Record and Artist Details

Composer or Director: Muzio Clementi, Wolfgang Amadeus Mozart

Genre:

Orchestral

Label: Hyperion

Media Format: CD or Download

Media Runtime: 71

Mastering:

DDD

Catalogue Number: CDA68126

CDA68126. F X MOZART Piano Concertos Nos 1 & 2 CLEMENTI Piano Concerto

Tracks:

Composition Artist Credit
Concerto for Piano and Orchestra No. 1 Wolfgang Amadeus Mozart, Composer
Howard Shelley, Conductor, Piano
St Gallen Symphony Orchestra
Wolfgang Amadeus Mozart, Composer
Concerto for Piano and Orchestra No. 2 Wolfgang Amadeus Mozart, Composer
Howard Shelley, Conductor, Piano
St Gallen Symphony Orchestra
Wolfgang Amadeus Mozart, Composer
Concerto for Piano and Orchestra Muzio Clementi, Composer
Howard Shelley, Conductor, Piano
Muzio Clementi, Composer
St Gallen Symphony Orchestra
For the third volume in Hyperion’s Classical Piano Concerto series Howard Shelley has swapped the Ulster Orchestra for that of St Gallen and exchanges the camp drama of Steibelt (Vol 2, 1/16) for something – dare I say it – more musically rewarding.

Franz Xaver Mozart was born just four months before the death of his father Wolfgang Amadeus – so no pressure there. Certainly, Mozart’s widow Constanze had high hopes for her son. He shared with his father a prodigious keyboard talent, and a wandering spirit which took him on concert tours all over Europe, for which, naturally, he needed concertos. He wrote the C major Piano Concerto when he was 18 and it possesses great charm. It begins almost insouciantly, and features some particularly striking writing for wind, not least the chromatic falling motif on the oboe just before the close of the opening movement, which gives a darker colouring to an otherwise exuberant C major. Shelley tucks into the solo part with almost nonchalant ease, alive to every colour change as Franz Xaver darts momentarily into minor keys. The variation-form second movement is based on a drooping theme which is introduced most effectively by strings. If the piano’s filigree elaborations tend to be decorative rather than profound, there’s again some very effective writing for wind, not least the bassoon, which takes the spotlight in the final variation, in which Franz Xaver surprises us at the last moment by a switch to the major. The delightfully capricious rondo finale is given with tremendous élan.

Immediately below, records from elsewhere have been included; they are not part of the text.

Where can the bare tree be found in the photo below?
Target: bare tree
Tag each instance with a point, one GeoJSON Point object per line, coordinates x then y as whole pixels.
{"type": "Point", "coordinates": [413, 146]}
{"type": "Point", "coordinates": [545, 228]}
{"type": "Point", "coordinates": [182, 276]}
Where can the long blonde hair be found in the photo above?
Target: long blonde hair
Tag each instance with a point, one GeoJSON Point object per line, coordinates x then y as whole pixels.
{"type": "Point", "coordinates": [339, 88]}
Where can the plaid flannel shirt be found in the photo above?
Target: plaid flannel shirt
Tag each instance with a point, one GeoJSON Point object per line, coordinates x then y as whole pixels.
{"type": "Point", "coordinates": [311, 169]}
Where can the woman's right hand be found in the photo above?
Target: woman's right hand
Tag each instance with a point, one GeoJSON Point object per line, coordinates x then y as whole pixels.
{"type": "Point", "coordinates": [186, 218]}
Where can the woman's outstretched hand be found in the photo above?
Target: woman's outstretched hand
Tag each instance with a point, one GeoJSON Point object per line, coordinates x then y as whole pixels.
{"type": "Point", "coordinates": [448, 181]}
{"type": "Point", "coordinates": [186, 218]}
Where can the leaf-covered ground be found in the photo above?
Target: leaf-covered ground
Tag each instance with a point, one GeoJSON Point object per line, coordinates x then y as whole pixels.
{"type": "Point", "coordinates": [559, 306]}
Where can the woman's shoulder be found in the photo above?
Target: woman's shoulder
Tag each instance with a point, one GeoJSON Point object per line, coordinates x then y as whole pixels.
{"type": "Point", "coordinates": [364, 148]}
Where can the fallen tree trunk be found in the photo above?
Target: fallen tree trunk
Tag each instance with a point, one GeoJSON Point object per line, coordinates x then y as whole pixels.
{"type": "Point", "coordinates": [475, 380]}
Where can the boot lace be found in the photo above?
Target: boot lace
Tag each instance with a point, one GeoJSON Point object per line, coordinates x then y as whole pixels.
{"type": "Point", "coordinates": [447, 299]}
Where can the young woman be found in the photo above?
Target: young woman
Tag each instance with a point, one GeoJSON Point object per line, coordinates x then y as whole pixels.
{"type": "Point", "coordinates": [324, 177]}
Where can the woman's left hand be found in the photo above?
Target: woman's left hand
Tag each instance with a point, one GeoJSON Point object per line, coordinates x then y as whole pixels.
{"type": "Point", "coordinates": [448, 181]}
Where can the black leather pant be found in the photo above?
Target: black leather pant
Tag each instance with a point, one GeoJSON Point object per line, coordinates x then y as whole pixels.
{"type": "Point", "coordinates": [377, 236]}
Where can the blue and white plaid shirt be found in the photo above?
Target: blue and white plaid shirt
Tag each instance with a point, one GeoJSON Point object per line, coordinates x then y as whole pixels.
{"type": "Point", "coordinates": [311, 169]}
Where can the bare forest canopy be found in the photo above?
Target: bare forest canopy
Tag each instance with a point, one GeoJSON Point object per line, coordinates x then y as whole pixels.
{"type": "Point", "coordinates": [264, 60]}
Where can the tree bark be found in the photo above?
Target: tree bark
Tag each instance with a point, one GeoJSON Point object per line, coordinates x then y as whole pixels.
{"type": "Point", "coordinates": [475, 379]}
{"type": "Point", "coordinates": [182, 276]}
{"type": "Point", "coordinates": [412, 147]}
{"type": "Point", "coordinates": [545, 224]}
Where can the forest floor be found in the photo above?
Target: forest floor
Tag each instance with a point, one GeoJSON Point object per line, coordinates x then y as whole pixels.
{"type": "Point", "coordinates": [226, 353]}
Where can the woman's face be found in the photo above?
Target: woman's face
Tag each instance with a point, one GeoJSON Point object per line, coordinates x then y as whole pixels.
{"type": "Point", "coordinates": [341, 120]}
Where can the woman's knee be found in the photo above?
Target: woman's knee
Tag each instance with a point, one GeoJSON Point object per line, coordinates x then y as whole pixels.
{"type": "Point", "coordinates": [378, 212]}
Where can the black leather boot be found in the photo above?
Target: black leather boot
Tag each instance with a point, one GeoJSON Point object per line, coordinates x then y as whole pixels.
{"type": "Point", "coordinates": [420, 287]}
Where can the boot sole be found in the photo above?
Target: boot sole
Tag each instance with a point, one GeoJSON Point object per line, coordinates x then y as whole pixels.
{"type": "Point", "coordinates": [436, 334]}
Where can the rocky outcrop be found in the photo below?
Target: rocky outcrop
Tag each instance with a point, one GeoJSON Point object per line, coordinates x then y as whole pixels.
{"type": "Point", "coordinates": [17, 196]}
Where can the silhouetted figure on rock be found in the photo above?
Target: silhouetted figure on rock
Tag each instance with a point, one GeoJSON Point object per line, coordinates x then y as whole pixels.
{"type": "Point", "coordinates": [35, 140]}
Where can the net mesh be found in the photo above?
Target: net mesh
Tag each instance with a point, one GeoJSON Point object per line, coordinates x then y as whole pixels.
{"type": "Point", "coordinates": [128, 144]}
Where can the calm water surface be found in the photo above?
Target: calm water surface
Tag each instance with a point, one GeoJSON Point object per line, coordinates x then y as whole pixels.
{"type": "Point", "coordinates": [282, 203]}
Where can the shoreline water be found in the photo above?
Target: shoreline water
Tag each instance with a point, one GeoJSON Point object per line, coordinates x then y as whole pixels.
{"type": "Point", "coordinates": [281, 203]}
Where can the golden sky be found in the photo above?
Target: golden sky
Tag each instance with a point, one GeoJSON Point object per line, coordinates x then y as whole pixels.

The Second Concerto dates from nine years later. While it still has the odd echo of Mozart père, it sounds distinctly Weberesque, not least in the use of clarinets. And the solo writing exploits the whole range of the keyboard, with Shelley finding a superb translucency even at the lowest register. He brings a real poignancy to the halting, minor-key slow movement, while the finale is brought to life with an unobtrusive felicity.

The disc ends with Clementi’s only surviving piano concerto, probably written in the late 1780s. The piano part bristles with passages in thirds and sixths, contrasting with quicksilver filigree, all of which Shelley dispatches fearlessly. If the piece seems to be built from more generic devices than those of Franz Xaver Mozart (not least the opening themes of the outer movements, both conventionally martial in tone) it’s performed with complete aplomb by Shelley and co. The central Adagio e cantabile con grand’ espressione is perhaps the most individual movement, musically speaking, with the piano’s improvisatory-sounding musing set against gentle commentary from the orchestra.

With a sympathetic recording and notes by Richard Wigmore that are, as ever, a pleasure to read, this is a compelling addition to Hyperion’s catalogue.